A memória é um dos mais importantes atributos da raça humana. Tão importante que ela pode – e deve – ser repassada para novas gerações. A memória é a herança que deixamos para nós mesmos. Nós somos o que somos por causa da nossa memória. Caros psicólogos de plantão, tanto os munidos de diploma como os que nunca o terão, não quero ofendê-los: É óbvio que não quero desprezar a influência do peso da genética nas nossas ações, mas convenhamos, é difícil negar que boa parte daquilo que somos e do que fazemos foi urdido pelas experiências pelas quais passamos no vasto pacote da nossa vida.
A propósito, é justamente porque não nos é possível levar essa bagagem de lembranças para uma vida vindoura que não elejo o espiritismo como a doutrina mais satisfatória para nos apegarmos. Não sei bem, afinal, para que me serviriam outras vidas já que não me lembraria delas. Ah, ta certo: há quem alegue que o espírito recorda e evolui, inclusive, com essas várias versões de vidas. Grande coisa! Eu sou a minha consciência. Se a minha consciência vive à parte desses acontecimentos, não me valem tantas vidas. Não curto rascunhos. Prefiro uma bem vivida e com a possibilidade de cevar as reminiscências certas. Apenas as certas, porque – afinal – cultivar momentos vexatórios só é bom para depressivo ou humorista. Não quero ser nenhum dos dois. Gafes, erros e traumas me ensinaram muita coisa, mas nem por isso desejo emoldurá-los nas paredes das minhas recordações.

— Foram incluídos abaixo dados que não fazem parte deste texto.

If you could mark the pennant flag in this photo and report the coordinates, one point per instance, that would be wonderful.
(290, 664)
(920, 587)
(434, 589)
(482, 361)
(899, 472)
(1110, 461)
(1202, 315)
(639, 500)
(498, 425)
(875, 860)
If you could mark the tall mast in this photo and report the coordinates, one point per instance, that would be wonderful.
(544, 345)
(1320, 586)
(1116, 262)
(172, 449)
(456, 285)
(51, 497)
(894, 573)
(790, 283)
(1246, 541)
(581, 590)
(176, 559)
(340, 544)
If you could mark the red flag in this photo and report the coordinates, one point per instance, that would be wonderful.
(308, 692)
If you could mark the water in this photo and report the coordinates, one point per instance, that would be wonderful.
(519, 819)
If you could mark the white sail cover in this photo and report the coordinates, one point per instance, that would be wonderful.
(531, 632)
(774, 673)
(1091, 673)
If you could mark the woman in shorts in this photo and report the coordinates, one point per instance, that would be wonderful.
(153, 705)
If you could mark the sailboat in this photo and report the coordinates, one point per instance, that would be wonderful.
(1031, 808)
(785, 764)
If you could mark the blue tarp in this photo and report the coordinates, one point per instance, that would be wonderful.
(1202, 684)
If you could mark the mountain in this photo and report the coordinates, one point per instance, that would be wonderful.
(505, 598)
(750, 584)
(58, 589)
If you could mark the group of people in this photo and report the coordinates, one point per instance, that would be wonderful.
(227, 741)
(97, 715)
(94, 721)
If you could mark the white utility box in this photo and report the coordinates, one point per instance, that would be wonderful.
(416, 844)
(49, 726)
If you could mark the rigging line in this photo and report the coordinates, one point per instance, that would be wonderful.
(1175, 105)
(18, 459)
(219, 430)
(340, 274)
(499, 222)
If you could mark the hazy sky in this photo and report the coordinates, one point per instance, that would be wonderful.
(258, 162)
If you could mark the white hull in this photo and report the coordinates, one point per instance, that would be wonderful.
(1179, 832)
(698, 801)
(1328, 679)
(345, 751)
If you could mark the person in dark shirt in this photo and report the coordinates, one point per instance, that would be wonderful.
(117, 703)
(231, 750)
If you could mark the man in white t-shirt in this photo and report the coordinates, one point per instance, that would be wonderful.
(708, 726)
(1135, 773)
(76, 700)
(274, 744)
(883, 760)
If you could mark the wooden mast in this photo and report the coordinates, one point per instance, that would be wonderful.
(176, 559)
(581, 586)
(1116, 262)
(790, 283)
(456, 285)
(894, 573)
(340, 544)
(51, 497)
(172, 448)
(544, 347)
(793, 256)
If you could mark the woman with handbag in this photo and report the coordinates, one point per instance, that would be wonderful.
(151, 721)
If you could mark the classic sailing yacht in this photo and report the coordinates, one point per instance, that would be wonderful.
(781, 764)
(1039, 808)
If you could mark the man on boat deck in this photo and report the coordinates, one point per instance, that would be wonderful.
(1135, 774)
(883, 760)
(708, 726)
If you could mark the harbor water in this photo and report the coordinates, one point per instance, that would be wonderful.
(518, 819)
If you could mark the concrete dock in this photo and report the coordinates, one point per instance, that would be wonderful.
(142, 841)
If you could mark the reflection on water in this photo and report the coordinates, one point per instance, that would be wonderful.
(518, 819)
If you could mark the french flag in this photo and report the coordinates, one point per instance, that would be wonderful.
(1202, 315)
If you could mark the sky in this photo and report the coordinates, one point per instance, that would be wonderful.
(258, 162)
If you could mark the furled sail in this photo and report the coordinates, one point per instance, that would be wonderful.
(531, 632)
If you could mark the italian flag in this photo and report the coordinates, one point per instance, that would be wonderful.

Por que estou tratando da memória?
Acho que já tinha esquecido. Ah, sim! Isso mesmo: estou tratando da memória, porque no domingo comi Paracuru no almoço.
Não está entendendo, caro leitor? Então me explico: quando a juventude corria célere nas minhas veias, passei uma semana com amigos numa casa de praia em Paracuru. Como as nossas condições financeiras não eram muito elásticas, tínhamos que nos satisfazer as demandas da fome com o que houvesse à mão de menos exigente para os nossos mirrados bolsos de estudantes. E o que tinha de mais acessível era a recorrente moqueca de arraia. Era arraia de manhã, de tarde, de noite e de madrugada. Foram dias bons, eu acho. Não me lembro tanto deles. Lembro bem da cerveja Antarctica, de gente rindo, de mim (rindo mais ainda!) e, é claro, da onipresente arraia. Hoje, muita vez, quando vou à praia, comando moqueca de arraia. Porque gosto? Sim. Também porque gosto, mas, principalmente, para poder novamente sentir nas minhas papilas gustativas o sabor daqueles dias. Para poder em alguns minutos, mais uma vez, comer aqueles dias. Comer Paracuru.
Não sei se ocorre com todos, mas, comigo, é comum. Vivo abocanhando o passado. E assim como Paris quando sinto na boca um crepe de nutella; como São Paulo quando degusto generoso sanduíche de pernil; como Buenos Aires numa empanada; devoro Roma sorvendo um bom gelatto, sacio-me de Madrid com uma deliciosa sangria; alimento-me de Lisboa com um incomparável pastel de Belém…
Me ocorre, agora, que não saboreio apenas cidades e países, mas – também – por que não?! – amigos, emoções e descobertas. Acho simpático poder me utilizar desse poderoso (para não dizer saboroso!) recurso mnemônico para resgatar momentos únicos ao revisitar gostos guardados – com carinho – na memória. É interessante imaginar que posso reviver tantos instantes especiais da minha vida por meio de um bocado qualquer de algo que provei no passado.
Espero que possa levar sempre esses lugares dentro de mim. E que eles me nutram mas não me engordem (mais).